You might be eating well this month, but not as perfectly as during that first hyper-disciplined training phase when you tracked every gram and never cheated.
What gets forgotten are all the random variables that made those peak experiences possible. A great workout depends on sleep, nutrition, stress, hormones, mood, and even the music you happened to be listening to. Reproducing all of that consistently is unrealistic, yet we still judge ourselves harshly when we fall short of a statistical anomaly.
Spending too much mental energy comparing present reality to experiences beyond the third standard deviation sets you up for stress and dissatisfaction. When you measure your life against your most extreme outliers, the present will always feel lacking.
In fitness, this mistake shows up constantly. People compare themselves to past versions that no longer represent their current median. Former athletes attempt workouts that would have been challenging even at their peak and end up injured. People eat well for weeks, step on the scale, and expect to see the number they weighed decades ago. Even genuine progress feels like failure when the comparison point is an outlier.
Bodies change. Environments change. That mythically low weight or perfect training cycle was the result of many factors that no longer exist. Sometimes it was something flukey like a faulty scale. Outliers are terrible benchmarks!
A better approach is to treat third standard deviation experiences for what they are—rare. Enjoy them when they happen, but don’t chase them.

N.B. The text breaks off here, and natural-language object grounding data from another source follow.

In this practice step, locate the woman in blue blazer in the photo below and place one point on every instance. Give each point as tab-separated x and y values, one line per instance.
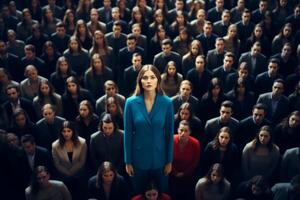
148	125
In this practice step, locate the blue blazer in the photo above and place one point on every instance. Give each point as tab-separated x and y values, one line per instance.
148	141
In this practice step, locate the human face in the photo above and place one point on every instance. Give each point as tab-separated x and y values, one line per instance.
264	137
12	94
184	114
49	115
243	73
294	121
72	87
224	139
200	63
171	70
110	90
225	113
108	177
28	147
45	89
20	120
166	48
108	128
183	132
149	81
185	90
43	179
215	177
151	194
84	111
67	134
277	89
258	115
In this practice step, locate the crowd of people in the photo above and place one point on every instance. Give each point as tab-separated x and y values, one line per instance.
150	99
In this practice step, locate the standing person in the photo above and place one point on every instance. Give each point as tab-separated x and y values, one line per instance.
148	122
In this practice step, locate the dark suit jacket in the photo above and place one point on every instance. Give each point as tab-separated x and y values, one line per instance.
282	107
214	60
160	61
260	66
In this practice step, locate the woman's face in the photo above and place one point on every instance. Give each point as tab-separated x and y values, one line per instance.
84	111
45	89
20	120
63	66
97	64
294	121
72	87
224	139
264	137
112	108
258	32
171	70
149	81
215	177
108	177
67	134
184	114
151	194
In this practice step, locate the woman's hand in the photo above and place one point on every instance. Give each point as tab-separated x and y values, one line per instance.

Real progress lives much closer to the center of the curve.
You don’t need a flawless workout every day. You don’t need perfect nutrition. Aim to be modestly better than your current average and middle ground. Think of it as nudging your first standard deviation to the right, not recreating lightning in a bottle.
Some days will be better than that. Some will be worse. Over time, consistent small improvements pull the entire curve in the positive direction. What was once slightly above average becomes your new normal.
From there, you repeat the process.
When your efforts land on the low side of the curve, don’t spiral. Bad days are statistically guaranteed. Take them as part of the distribution and keep going. The curve will swing back.
To sum it up:
Cherish rare peak experiences when they appear, but don’t center your life around them. They’re unicorns, appearing when you least expect them. Treat them as such.
Real change happens slowly, without fanfare, at the first standard deviation. Make it your home base for daily effort and watch the results roll in!